Fastmarkets reviews the latest developments in South African ores and alloys supply following the lockdown order from President Cyril Ramaphosa on Monday March 23 amid the spread of Covid-19.

Mines and smelters across the country were ordered to shut down by midnight on Thursday March 26.

Samancor calls force majeure
Samancor Chrome sent a force majeure notice to its customers after South Africa entered a government-imposed lockdown in response to the spread of Covid-19, the South African chrome producer has confirmed.

Samancor produces about 3 million tonnes per year of chrome ore, according to its website, and it has capacity for more than 2 million tpy of ferro-chrome production following a series of acquisitions of smaller rivals in recent years. It announced in January plans to reduce annual chrome ore production by 29% and ferro-chrome production by 20% amid poor market conditions.

South Africa’s largest manganese miner declares force majeure 
Miner Tshipi e Ntle declared force majeure on manganese shipments last week. Its owner, Jupiter Mines, also confirmed on Friday March 27 that operations and exports have been suspended for the period of the lockdown. Tshipi sold 3.5 million tonnes of manganese ore in its 2019 full financial year and became the country’s largest miner by export volume in 2017.

Tharisa declares force majeure
Chrome and platinum producer Tharisa declared force majeure on contracted chrome concentrate sales agreements. The miner had already confirmed early last week that it would cease mining and place its operation on care and maintenance. Tharisa recorded chrome concentrate production of 342,500 tonnes for the three months to December 31, 2019, including 81,500 tonnes of specialty grade chrome concentrate production.

Transnet closes bulk terminal to minerals
South African state transport operator Transnet closed bulk terminals to minerals shipments on March 26, after announcing it would do so on March 24. Essential commodities including grains, soya bean meal, fertilizer and wood chips are exempt from the restrictions, Transnet said.

Shutdown indirectly affects security of cobalt raw materials supply
As much as 70% of the world’s cobalt supply comes from the Democratic Republic of Congo (DRC), and much of that reaches South Africa for shipment out of the port of Durban. The lockdown is forcing cobalt raw materials suppliers to either look at alternative ports with a connection to the DRC, or sit it out in the hope the lockdown is short-lived. Ahead of its implementation, there was already concern over the status of March and April shipments, with sellers prioritizing long-term obligations over additional spot inquiry.

“Durban has been cut to a skeleton crew, so there are personnel constraints; that means you’ll be competing for discharging berths and loading capabilities, which have been cut down. Exports are competing with essential [medical] imports, and for warehousing time, so even if you can get a shipment, you might get bumped off,” one supplier source said.

Glencore puts its vanadium operations on care and maintenance
Glencore announced last week that it was placing its vanadium operation in South Africa on care and maintenance in response to the lockdown. Glencore operates Rhovan, an open-cast mine and smelter complex located in Brits, which mainly produces ferro-vanadium and vanadium pentoxide.

In 2019, Glencore produced 20.2 million lb of vanadium pentoxide from its own sources.

Glencore puts its chrome operation on care and maintenance
Glencore’s South African chrome operations have been placed on care and maintenance along with a number of global operations. The company produced 1.03 million tonnes of ferro-chrome in the first nine months of 2019.

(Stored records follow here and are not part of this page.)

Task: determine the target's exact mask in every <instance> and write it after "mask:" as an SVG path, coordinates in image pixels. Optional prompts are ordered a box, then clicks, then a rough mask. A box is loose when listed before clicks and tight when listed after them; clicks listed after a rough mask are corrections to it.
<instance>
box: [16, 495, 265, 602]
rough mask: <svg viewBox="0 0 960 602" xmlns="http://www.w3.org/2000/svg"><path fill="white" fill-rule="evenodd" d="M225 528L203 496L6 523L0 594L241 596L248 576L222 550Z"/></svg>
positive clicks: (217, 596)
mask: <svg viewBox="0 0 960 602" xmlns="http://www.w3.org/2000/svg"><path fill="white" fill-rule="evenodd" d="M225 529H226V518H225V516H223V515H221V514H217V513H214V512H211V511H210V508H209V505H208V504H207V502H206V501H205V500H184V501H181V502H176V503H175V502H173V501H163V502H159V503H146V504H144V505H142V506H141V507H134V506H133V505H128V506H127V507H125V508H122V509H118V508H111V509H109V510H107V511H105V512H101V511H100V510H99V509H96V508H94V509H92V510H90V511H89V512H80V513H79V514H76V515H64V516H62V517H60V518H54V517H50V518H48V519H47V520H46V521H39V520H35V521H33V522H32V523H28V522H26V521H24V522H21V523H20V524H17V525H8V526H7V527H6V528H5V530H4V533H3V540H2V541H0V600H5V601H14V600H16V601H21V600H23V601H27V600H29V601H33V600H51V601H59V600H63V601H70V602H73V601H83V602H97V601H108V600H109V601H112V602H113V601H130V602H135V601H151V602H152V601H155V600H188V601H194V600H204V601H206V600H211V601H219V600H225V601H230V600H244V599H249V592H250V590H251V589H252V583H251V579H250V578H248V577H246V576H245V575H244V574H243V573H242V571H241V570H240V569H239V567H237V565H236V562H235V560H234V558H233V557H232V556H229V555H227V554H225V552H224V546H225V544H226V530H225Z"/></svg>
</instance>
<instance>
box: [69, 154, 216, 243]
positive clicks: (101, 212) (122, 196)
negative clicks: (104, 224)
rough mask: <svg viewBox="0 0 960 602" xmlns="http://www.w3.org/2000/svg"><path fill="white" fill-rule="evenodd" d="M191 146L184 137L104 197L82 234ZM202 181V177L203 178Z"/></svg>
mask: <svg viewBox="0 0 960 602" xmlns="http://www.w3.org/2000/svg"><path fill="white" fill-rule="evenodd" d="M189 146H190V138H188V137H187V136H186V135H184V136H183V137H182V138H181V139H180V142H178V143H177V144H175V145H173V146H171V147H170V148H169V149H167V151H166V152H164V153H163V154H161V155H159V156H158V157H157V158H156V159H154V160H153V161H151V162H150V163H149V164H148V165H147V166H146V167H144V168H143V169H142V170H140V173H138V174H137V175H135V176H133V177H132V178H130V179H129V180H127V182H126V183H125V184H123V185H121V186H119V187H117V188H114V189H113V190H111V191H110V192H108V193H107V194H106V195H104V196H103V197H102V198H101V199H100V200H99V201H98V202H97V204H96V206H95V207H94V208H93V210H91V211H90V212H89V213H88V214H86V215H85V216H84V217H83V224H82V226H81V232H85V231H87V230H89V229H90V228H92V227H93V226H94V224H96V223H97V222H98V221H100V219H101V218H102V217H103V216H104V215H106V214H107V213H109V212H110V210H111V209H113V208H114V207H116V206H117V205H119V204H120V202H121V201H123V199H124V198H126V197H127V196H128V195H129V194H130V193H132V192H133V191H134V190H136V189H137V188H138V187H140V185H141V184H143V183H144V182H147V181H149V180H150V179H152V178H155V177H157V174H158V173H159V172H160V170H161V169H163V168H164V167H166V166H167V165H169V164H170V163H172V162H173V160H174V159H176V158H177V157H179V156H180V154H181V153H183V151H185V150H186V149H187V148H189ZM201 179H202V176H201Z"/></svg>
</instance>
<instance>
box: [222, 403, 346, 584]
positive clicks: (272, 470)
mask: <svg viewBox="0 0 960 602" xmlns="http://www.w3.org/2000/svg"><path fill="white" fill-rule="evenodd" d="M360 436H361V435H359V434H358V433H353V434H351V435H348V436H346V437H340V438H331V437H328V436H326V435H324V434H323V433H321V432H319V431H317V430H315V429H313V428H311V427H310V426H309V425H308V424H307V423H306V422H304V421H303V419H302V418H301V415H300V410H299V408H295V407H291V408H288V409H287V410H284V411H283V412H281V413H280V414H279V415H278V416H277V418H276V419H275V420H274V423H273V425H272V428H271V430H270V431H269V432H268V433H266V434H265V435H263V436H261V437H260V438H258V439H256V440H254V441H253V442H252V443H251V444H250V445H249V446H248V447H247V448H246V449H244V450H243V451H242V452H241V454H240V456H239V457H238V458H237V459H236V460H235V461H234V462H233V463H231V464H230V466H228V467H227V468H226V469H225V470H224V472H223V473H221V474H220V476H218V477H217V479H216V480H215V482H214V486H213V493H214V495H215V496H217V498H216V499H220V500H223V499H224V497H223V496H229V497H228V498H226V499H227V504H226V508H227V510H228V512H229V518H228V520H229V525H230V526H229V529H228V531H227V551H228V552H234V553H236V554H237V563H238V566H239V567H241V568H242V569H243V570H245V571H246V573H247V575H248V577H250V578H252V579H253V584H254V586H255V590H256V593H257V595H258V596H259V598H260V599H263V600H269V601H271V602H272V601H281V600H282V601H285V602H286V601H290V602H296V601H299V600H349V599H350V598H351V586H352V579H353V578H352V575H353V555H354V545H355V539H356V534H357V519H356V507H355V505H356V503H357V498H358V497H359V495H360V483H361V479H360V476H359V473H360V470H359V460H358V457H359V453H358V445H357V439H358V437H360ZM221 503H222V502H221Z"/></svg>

Bushveld Minerals stops mining
Bushveld Minerals confirmed on March 25 it would stop mining in response to the lockdown order. Bushveld owns Vametco and Vanchem operations, which will be put on care and maintenance. Bushveld Minerals currently produces approximately 3,000 tonnes per year of vanadium, Fastmarkets understands.

Two South African manganese miners declare force majeure
Two major South African manganese miners, United Manganese of Kalahari and Assmang, declared force majeure on manganese shipments on March 25. UMK produces about 3 million tpy manganese ore, while Assmang produced 1.78 million tonnes in the first half of its 2020 financial year.

Afarak works on plan for its operations
Helsinki- and London-listed Afarak confirmed its South African chrome-producing operation, Mogale Alloys, was affected by the country’s government-imposed lockdown, adding that a plan is in development. Mogale normally produces 110,000 tpy of ferro-chrome and continued to produce 4,000 tonnes per month of plasma charge chrome and 1,400 tpm of medium carbon ferro-chrome after idling furnaces earlier this year.